We all have those moments where we think about our lives in hindsight.  We ask ourselves, "Where did I go wrong?"  A decision we made, an opportunity we missed, a person we allowed to come into or leave our lives.   "If you could go back in time and tell change anything/tell your younger self anything, what would it be?" is question we find ourselves asking often in these moments. Well I finally had a chance to sit down and think on it, to ask myself where the key turning points were.  I managed to narrow it down to a few.  There are probably more, but I feel like these particular points are the most relevant, the most impactful.

That being said...

Things I would tell myself if time travel were possible:

-In your junior year of high school, Christina Rosado will actually have the hots for you. She will throw out all the signals and you’ll be totally clueless. Keep your eyes open and enjoy that shit for as long as it lasts.

-You’ll do everything in your power to keep your parents from habitually criticizing you, including going to a school you’ll wind up hating; it will be a hopeless endeavor. The only person worth pleasing is the one you see in the mirror.

-Take your time picking a school. Many of your relatives have never been to university and don’t what they’re talking about. As time goes on you will develop a healthy dislike for their intellectual ineptitude and eventually come to hate them for it.

-Ignore women when they start crying. It’s just a form of manipulation.

-Avoid living in the south at all costs. The stupidity alone can kill you.
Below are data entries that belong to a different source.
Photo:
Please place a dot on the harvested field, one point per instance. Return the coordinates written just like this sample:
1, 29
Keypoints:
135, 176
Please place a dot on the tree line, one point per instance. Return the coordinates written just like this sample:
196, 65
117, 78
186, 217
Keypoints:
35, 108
-Losing your mom and dad will be a slow and ugly process and there isn’t a damn thing that’s going to prepare you for it.
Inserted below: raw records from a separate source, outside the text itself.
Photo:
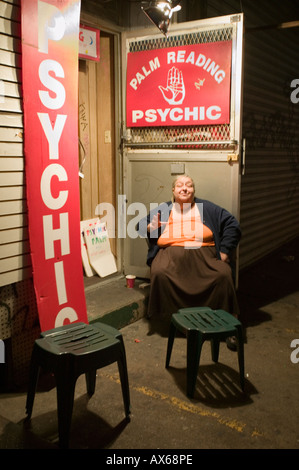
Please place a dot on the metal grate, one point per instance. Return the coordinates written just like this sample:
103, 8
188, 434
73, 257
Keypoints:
193, 137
-Terrorism, republicans, bible thumpers, and social justice warriors, along with the countless other shortcomings of your species, just might bring you to tears.
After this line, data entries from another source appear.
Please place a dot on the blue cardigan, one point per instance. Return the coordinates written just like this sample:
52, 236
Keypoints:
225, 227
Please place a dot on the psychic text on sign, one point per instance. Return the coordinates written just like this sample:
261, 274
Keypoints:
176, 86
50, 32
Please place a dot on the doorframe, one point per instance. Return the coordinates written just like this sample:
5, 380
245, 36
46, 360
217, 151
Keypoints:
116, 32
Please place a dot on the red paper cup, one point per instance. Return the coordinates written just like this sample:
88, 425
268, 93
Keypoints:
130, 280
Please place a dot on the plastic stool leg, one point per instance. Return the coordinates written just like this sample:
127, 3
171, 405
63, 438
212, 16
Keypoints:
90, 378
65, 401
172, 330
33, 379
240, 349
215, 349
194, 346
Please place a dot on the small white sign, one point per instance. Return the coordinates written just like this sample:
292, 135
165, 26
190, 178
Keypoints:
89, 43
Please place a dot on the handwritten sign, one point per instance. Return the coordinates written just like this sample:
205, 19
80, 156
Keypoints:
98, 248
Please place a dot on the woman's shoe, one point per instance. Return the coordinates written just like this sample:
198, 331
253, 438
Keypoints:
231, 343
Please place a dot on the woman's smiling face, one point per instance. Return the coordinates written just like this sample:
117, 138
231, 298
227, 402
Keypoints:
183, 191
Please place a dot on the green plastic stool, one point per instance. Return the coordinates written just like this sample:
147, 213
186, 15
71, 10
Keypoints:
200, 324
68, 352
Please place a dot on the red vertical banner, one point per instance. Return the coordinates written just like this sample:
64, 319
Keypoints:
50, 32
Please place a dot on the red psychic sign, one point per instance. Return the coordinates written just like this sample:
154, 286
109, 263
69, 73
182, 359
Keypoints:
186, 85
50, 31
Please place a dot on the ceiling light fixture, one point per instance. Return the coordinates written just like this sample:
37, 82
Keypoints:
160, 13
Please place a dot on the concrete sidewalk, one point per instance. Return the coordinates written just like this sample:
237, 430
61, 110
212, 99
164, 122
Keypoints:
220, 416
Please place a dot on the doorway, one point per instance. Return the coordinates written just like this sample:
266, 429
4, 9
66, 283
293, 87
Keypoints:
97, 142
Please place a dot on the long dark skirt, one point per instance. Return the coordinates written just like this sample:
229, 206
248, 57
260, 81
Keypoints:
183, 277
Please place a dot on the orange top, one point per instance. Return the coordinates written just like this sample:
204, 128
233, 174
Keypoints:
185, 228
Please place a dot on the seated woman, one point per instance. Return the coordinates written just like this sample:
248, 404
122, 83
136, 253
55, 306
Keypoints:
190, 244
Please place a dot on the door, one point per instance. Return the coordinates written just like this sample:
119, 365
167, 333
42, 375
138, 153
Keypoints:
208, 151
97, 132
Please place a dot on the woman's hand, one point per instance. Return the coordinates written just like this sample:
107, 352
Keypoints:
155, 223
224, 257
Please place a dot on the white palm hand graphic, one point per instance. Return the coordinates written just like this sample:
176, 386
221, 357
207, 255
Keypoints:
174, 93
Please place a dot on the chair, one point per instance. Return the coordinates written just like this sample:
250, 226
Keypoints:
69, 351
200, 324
-Bruce Lee was, is and always will be the man. His words will give you immeasurable strength.

Sunday, May 15, 2016

No title here, just thoughts

I've come to the conclusion that I'm a very damaged person...strike that, I've always known I was damaged I just didn't know how bad until a few years ago.  I can't afford a therapist so I just try to find little bits of happiness where I can, keep my mind occupied and where the mask.  It's an ugly existence at the moment.  Such a beautiful day today and I wake feeling like I'm dying inside.  I'm just happy I have at least one or two people to whom I can emote (apparently men aren't allowed to express or even feel their feelings but that's a thought fr another time).

It's been few months since I've given you any words on this blog.  Almost decided not to write it.  I don't neglect it on purpose, it's just that I only write, I mean really write, when I'm at a low point.  Heartsick mostly.  Case in point:

Feel good (Remix)



A little bit of feel good goes a long way.
The first memory I have of you is soft and awkward,
Hours in that empty room naked and sweating, you made me open a floodgate
And drown myself in emotions that I couldn’t, wouldn’t or haven’t felt in years.
It wasn’t your eyes, your laughter or lips, or the way they felt on me,
I can’t say if it was love or all lust, but whatever the hell is was, it felt good.


It was so regular now, so perfect.
You kissed me after class when I pop by after work,
I even walked you to the store when your ankle got hurt.
We talked books, TV shows and our favorite flicks
Surprise, surprise, we both love Rent
For dinner it was hamburger helper and in the morning, BLT Biscuits
For the first time I felt how a man should feel,
Needed…Wanted…Appreciated.


It was damn near a year since the split,
A hook up here and there whenever time permits.
That weird part of moving on I guess—
And at a point where I thought you were the only friend I had,
At what I thought was the lowest point in my life,--
You let me stay there. No words, nothing….

Cold as you were, the thought of you still warmed me.
Our time together can be measure in a heartbeat,
A heartbeat I put in a little box with a few other precious things
Tucked in a corner under a garbage heap of memories….
Every bite of food, every movie watched, every scrap of happiness I had with you
stuck between that heartbeat, in that box.
Every now and then I blow the dust off it, and it gets in my eyes.